What could be a bigger sign of a bubble than paying $1bn for a company with no revenue model? At all. It’s not even really a company – it’s an app that makes your photos look like Polaroid snaps (Polaroid being a company that has twice filed for bankruptcy). Bonkers, right? But this is missing the point. The crux of Facebook’s operation is allowing people to share their photographs online. This is what keeps people coming back – the rest is just dressing. And people coming back is what pays Facebook’s bills. The simple fact is that Instagram is better than Facebook for sharing photographs on your phone – and smartphones have become the social media battleground. Facebook, which funded most of the takeover with stock, has strengthened its grip on the mobile market and taken out a rival in one fell swoop. $1bn is cheap.
Steven Dinneen is deputy lifestyle editor of City A.M.
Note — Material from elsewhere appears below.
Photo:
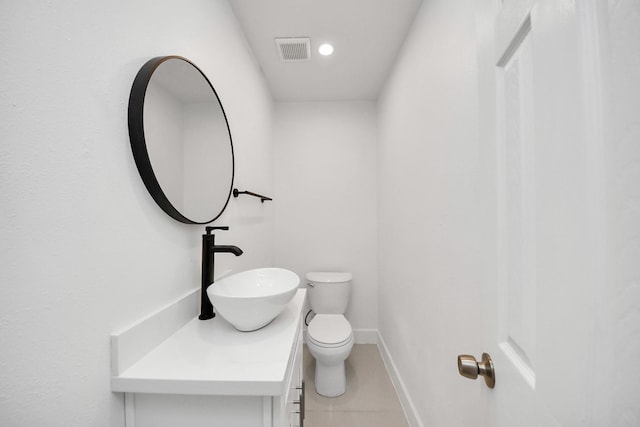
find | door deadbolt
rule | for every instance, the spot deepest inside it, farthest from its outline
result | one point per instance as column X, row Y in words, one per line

Clearly both Facebook and Instagram are great companies with great products and a very devoted following. This is beyond dispute. The question is whether one is worth $1bn and the other is worth $100bn. I have reservations. As someone who has lived through the first internet boom it is almost impossible to drown out the words “bubble, bubble, bubble”. Can Instagram possibly be worth $1bn? I just don’t see how that valuation can possibly be justified. The people who will be the winners out of this are the shareholders who are in there already. You have to look at comparable tech industry valuations. Sooner or later all companies – even Apple – get within an industry average price to earnings ratio in the range 10-20. On that basis, any new investors are going to have to wait a long time to realise any decent returns.
Richard Holway is chairman of TechMarketView.